Being able to represent visa in unidentified human movements provides genuine data in corporate culture and employee participation. The actions are much more insightful than any comment than an employee survey could sacrifice.
For example, the frequency of improvised meetings based on chair reversions. In addition, seeing a group of humans who congregate in the hall for a short period of time, so special when the meeting is not a hero at the top of the hour or in half an hour.
From a workforce perspective, office designs also affect productivity and energy efficiency. This reality is not lost in employers and property administrators as reveals the last cost guide of JLL Global OUT 2025. The report cites a greater focus on office assistance, employee experience and the performance of sustainability in investment in high quality work spaces. This explains why the average adjustment cost of the global office is increasing.
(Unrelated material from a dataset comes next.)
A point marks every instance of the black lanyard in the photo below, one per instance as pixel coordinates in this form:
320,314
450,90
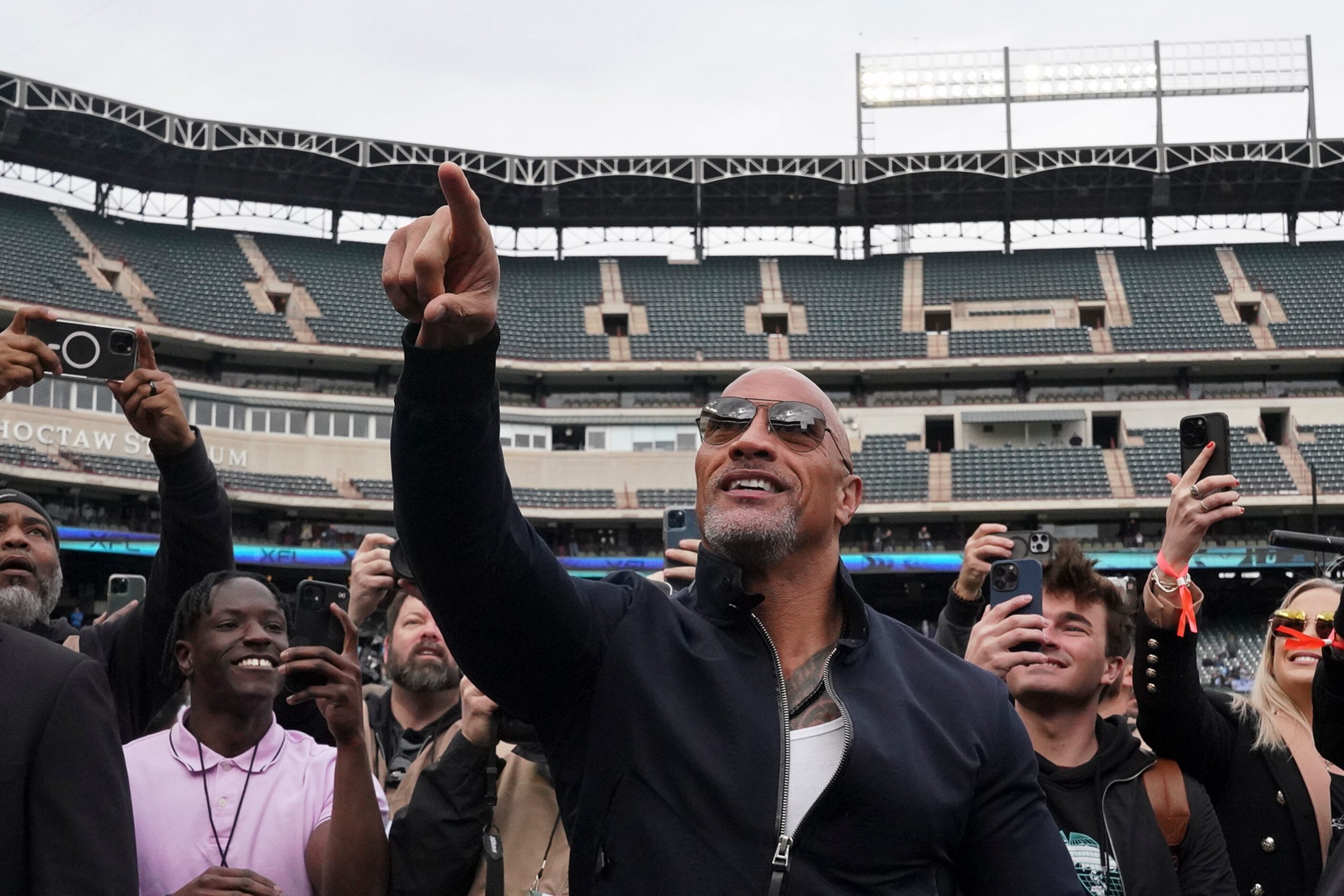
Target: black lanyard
210,813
Understand the needs of the workforce
However, the latest design trends may not align with the needs of the workforce and/or reflect the corporate culture. For example, another idea that the technology company obtained from the sensors was that people were reserve conferences rooms for themselves. This links the space to meet others and puts unnecessary demands in the HVAC system that is established to accommodate large groups. It is also an indicator that the open office design increases noise levels and is not conducive to supporting focused work.
You can get a better understanding of how the workforce uses the office without compromising privacy. Added data on occupation, pedestrian traffic, human interactions and their impact on energy consumption can lead to more comfortable, productive and energy efficiency offices. And having that knowledge before making a expensive renewal of the office can make a big difference to ensure that construction is aligned with the needs of the workforce instead of making employees adapt to the office limits.